Dem stimmt Stefan Diener vom Wasserforschungsinstitut Eawag in Dübendorf zu, der selbst Schwarze Waffenfliegen als Abfallverwerter studiert. Bei ugandischen Hühnerzüchtern zum Beispiel, die ihr Futter traditionell selbst mischen, sehe er Potenzial für den Verkauf von getrockneten Larven. Ein geplantes Eawag-Projekt in Indonesien möchte die lebendigen Larven an heimische Singvogelhalter verkaufen.

Der wichtigste Punkt bei solchen Projekten sei aber, den organischen Abfällen in Entwicklungsländern einen Wert zu geben, sagt Diener. "Lassen sich die Abfälle nicht wirtschaftlich nutzen, bleiben riesige Müllberge liegen und werden zu einem stinkenden Problem." Es hänge von den lokalen Gegebenheiten ab, ob die Waffenfliege die beste Lösung sei. "Ist der Energiebedarf in einer Region sehr gross, könnten zum Beispiel Biogasanlagen rentabler sein." Die organischen Abfälle werden dabei hauptsächlich in Methan umgewandelt.

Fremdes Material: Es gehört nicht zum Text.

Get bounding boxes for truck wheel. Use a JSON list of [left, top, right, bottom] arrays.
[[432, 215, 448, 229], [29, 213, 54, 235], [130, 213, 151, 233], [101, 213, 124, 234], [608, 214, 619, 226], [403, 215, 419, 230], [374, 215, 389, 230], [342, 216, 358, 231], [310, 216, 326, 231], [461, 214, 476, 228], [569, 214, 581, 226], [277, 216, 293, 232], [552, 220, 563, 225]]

Wenn Larven auf Schrott beissen

Es gelte, auch mögliche Fallstricke im Einzelfall genau abzuklären, sagt Diener. Denn für die Waffenfliegenkompostierung braucht es zum Beispiel vor Ort eine fortlaufende Produktion von Fliegeneiern oder ein rationelles Trennverfahren, um die reifen Maden vom Kompost zu trennen. "Und man muss sicher sein, dass die Abnehmer der Larven ein Tierfutter akzeptieren, das sich von Abfall ernährt hat." Dann habe die Waffenfliege grosses Potenzial.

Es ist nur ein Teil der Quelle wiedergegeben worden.